A trama de “Debate” é evidente: pela primeira vez os candidatos à presidência debaterão suas ideias em rede nacional, e o Team Veep precisa deixar Selina Meyer impecável diante do público antes que ele aconteça. Na reta final da temporada, a série trouxe mais um episódio fantástico que aposta ainda mais no roteiro sagaz para fazer graça – isso e as expressões faciais de seus atores, é claro.

Se existem personagens que interagem bem cujo relacionamento fica mais interessante com o passar do tempo, estes são de Selina e Ben. O clima de camaradagem e brincadeiras entre os dois é sempre bacana. Meyer e seu novo cabelo (que nem ficou tão ruim assim) deram espaço para ótimas piadas, e as reações foram impagáveis.

Após seu colapso, Dan está de volta super zen. Ver a maior parte do grupo tratando-o com cuidado foi inesperado, mas colocou destaque na falta de empatia de Amy e deu a Reid Scott a chance de ser bonzinho uma vez na vida. Pelo menos até o fim do episódio, já que Dan dá um gigante tapa na cara verbal em Jonah para avisar que sua personalidade não morreu.

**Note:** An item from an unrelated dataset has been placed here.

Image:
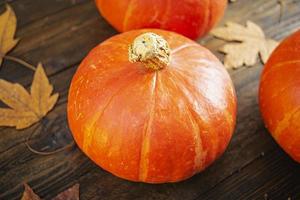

A sequência de debate em si foi gloriosa, e não só por Selina tentando aparecer nas câmeras quando ofuscada por Thornhill, nem pelo candidato mais loser da história. O assunto de facada nas costas em política foi revisitado e, como uma boa série que entende seu material, Veep aproveita para lançar mais críticas ao povo americano, seja por Thornhill com suas irritantes analogias de esporte que consegue o carinho do público com facilidade ou pelo ódio de imigrantes que a maioria dos eleitores nutre, explicitado pela grande aceitação de Selina após o discurso sobre repelir os ilegais.

A surpresa maior de debate e talvez sua parte mais memorável fica com Maddox, que comete uma grande gafe e não consegue revertê-la – tudo pela distração do hilário discurso de Selina. Sempre interessante a intersecção entre diálogos e risadas mais fáceis com que os roteiristas brincam.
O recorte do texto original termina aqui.